Thanks for the encouragement, LearnAll.I will add clioquinol and cabergoline to what I ask for from doc, as I read from you earlier about. . So it really becomes a total approach! If it is too weird for him, I may go for vitex despite some possible estrogen suppression effect (which may be the case for cabergoline too but less clear haven't found anything on it)
At one time, I was considering only adding clioquinol, zinc and some prolactin-inhibitor to the ADT. But. Costello says eight weeks to see the hoped for effect from cabergoline and given the aggressiveness of my cancer I don't dare delay the other new treatments that I plan to start next week.
We have different level of aggressiveness in our PCas but I am still using multiple supportive interventions to ensure longer term remission. Recently, the researchers have been publishing about SENOLYTIC use to delay progression. This is nothing but saying in a round about way that vegetables and fruits help . They came with this fancy name "Senolytics." So what are Senolytics ? These are vegetables and fruits which contain Quercetin, Fisetin and Longpiperines etc. These substances keep the prostate cells younger and thus, make them less likely to become cancerous or mutate.I have used Zinc chemotherapy for a year continuously . Stopped recently to give a break.
I had no side effects but it is difficult to know how much it helped because of multiple supportive things being done by me to keep PCa in remission. Most recent one is taking powder of Pygeum Africanum bark as research shows that it not only helps with BPH but also acts as Anti Androgen.
In a symbolic way, we can say "it is important to kill existing terrorists but it is more important to prevent the youngters to become terrorists. "
Thanks LearnAll I will start checking the substances you mention after I'vê done the treatment decision with doc. I will start looking at your profile and posts imagine I can find it there.
Adjuvant ADT has sufficient evidence to show that it makes the radiation results better (SBRT). Probably it impairs RT treated cells from recovering and increases their "death spiral" when they go to divide later. Duration is controversial but you probably should be on ADT anyway. Addition of Zytiga/abiraterone seems wise and will support this. But that leaves the bicalutamide unimportant with nothing additional to contribute.I would try to get Provenge in the immediate wake of the SBRT if you have not already had it.
As for the docetaxel/carboplatin chemo, I have doubts if it would be favorable to combine at the same time: It will impair cell division which is necessary for the efficacy of the SBRT. Consider and discuss if it should be delayed for 3-6 months or so?
The trouble with the "kitchen sink all at once" approach is that if you due have severe level SEs, then you don't know which part to discontinue or modify.

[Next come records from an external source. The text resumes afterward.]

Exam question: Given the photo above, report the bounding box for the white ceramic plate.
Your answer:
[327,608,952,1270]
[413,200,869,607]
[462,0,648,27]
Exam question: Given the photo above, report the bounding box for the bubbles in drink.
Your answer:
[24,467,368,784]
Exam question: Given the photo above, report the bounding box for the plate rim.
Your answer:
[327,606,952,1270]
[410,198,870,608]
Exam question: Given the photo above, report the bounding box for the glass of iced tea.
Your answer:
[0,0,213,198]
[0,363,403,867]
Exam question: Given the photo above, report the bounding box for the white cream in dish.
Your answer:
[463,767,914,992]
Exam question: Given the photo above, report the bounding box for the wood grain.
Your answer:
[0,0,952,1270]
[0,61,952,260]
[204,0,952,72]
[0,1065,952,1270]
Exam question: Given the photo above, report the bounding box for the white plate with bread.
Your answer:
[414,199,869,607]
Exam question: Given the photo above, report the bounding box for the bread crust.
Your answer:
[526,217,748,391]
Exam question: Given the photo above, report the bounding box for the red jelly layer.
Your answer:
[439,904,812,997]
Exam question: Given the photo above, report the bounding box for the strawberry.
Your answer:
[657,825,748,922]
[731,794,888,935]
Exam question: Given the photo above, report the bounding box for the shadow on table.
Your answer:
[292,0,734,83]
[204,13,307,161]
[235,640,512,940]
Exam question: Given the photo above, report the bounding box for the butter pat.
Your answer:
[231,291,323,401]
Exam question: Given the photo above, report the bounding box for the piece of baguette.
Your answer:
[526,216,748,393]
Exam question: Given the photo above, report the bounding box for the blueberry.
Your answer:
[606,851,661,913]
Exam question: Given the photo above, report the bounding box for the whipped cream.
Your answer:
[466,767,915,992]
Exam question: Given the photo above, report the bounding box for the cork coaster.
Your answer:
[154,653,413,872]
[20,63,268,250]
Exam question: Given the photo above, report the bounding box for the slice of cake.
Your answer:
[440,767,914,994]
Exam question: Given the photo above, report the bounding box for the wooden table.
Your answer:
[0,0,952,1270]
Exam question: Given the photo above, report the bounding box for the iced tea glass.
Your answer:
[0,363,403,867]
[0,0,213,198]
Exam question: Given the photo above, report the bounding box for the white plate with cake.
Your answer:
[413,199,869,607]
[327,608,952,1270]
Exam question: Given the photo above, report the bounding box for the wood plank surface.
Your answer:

A PARP inhibitor certainly will have a place in your treatment. But whether now or later, and what to best combine it with will require more expert combing through clinical trial experience. Combo treatment trials are currently underway. I would look there and maybe consult with lead investigators.
The ASCO meetings next month will very likely have new information/results in this area.
I will bring up Provenge, there seems to be little downside to it.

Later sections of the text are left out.